Home Affordability Quietly Improves Across the U.S.

Inside Lending – Week of December 15, 2025

QUOTE OF THE WEEK

“You wouldn’t have won if we’d beaten you.”—Yogi Berra, American professional baseball catcher, manager, and coach

NATIONAL MARKET UPDATE

Nationally, homes are becoming more affordable. The median list price of all homes in the U.S. is $427,900, while the median price of new listings is $390,970—and 41% of listings have seen a decrease in price.

ICE Mortgage Technology found all 100 major U.S. markets saw year-over-year affordability improvements. Some markets are the most affordable in nearly three years, with mortgage payments less than 30% of median household income.

Last week, purchase mortgage applications hit their second-highest level in 2025, up 19% year-over-year, “as broader housing inventory and affordability conditions improve,” according to the Mortgage Bankers Association.

REVIEW OF LAST WEEK

FED YES, TECH NO… Friday’s big sell-off in tech stocks was enough to spoil the party started Wednesday on the heels of the Fed’s rate cut.
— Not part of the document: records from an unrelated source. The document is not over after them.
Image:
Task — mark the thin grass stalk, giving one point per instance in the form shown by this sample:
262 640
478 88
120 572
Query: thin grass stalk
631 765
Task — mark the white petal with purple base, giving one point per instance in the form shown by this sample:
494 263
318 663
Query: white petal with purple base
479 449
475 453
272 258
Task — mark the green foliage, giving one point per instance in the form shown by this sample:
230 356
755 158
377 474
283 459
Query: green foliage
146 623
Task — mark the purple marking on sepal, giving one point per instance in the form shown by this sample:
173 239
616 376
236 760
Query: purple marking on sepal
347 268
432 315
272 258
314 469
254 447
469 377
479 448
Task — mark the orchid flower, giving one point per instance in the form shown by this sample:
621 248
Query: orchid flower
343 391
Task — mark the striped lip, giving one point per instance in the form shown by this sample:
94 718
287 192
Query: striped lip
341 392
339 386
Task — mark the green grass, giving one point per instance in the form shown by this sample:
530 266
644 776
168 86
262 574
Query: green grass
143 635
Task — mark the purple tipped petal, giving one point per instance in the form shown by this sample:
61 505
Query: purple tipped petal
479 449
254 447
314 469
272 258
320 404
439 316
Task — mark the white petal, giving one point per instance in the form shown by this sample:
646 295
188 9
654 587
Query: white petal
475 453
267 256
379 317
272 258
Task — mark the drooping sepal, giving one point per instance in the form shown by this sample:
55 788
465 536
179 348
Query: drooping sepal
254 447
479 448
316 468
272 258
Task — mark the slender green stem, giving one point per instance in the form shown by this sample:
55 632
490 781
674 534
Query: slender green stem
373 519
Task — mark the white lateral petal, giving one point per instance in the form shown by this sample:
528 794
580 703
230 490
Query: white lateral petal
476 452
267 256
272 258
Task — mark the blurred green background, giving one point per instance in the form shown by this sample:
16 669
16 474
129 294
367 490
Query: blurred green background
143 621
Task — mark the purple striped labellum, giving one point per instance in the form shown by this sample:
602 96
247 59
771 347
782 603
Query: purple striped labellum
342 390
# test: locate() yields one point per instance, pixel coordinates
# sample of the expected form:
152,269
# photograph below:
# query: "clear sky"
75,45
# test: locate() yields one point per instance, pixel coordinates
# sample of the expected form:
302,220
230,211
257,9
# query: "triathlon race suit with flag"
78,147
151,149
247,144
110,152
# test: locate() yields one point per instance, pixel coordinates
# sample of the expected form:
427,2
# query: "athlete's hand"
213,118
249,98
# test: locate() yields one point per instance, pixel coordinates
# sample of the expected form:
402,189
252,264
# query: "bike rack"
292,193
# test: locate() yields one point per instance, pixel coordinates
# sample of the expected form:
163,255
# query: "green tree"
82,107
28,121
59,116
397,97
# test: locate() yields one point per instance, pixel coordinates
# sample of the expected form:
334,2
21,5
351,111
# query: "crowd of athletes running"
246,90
The S&P 500 and the techy Nasdaq headed south, only the Dow hung onto a gain.

When two big tech names delivered earnings that left Wall Street wanting more, traders’ fears were rekindled over the possibility that the AI frenzy was blowing valuations into a bubble that could readily burst.

That quashed the euphoria over the Fed’s revisions to the economic outlook—lower inflation, higher GDP growth, and no change in the unemployment rate, and the fact we’ll get a new Fed chair, likely to cut rates more, in May.

The week ended with the Dow UP 1.0%, to 48.458; the S&P 500 down 0.6%, to 6,8727, and the Nasdaq down 1.6%, to 23,195.

Bonds overall ended off a tad, the 30-Year UMBS 5.0% slipping 6 basis points, to 99.14. The national average 30-year fixed mortgage rate remained near 2025 lows, “well below the year-to-date average,” in Freddie Mac’s weekly survey.  Remember, mortgage rates can be extremely volatile, so check with your mortgage professional for up-to-the-minute information.

DID YOU KNOW… Realtor.com reports, “the latest housing market data shows that conditions continued to improve for homebuyers in November, with climbing inventory, softening prices, and extended time on the market.”

THIS WEEK’S FORECAST

HOME BUILDING, EXISTING HOME SALES, RETAIL SALES, INFLATION, JOBS… September Housing Starts and Building Permits are expected to gain, as builder sentiment improves. November Existing Home Sales are predicted to stay at the prior month’s level. Economists forecast Retail Sales will head up in October, while Consumer Price Index (CPI) inflation remains down—at a third of the level it was just a few years ago. The November jobs report should post an increase in Nonfarm Payrolls and Hourly Earnings, with a hold on the Unemployment Rate.

FEDERAL RESERVE WATCH

Forecasting Federal Reserve policy changes in coming months. Wall Streeters expect the rate to hold at the next Fed meet, but a slight majority predict another cut in March, with a hold in April. Note: In the lower chart, the 24.4% probability of change means there’s a 75.6% probability the rate will stay the same. Current rate is 3.50%-3.75%.

AFTER FOMC MEETING ON:CONSENSUSJan 283.50%-3.75%Mar 183.25%-3.50%Apr 293.25%-3.50%

Probability of change from current policy:

AFTER FOMC MEETING ON:CONSENSUSJan 28 24.4%Mar 18 51.0%Apr 29 18.6%

BUSINESS TIP OF THE WEEK

Now is the time to set next year’s goals. Make them specific, measurable, attainable—and, above all, visible. Post them where you’ll see them every day. Goals are only as strong as your commitment to keep them top of mind and make daily adjustments to reach them.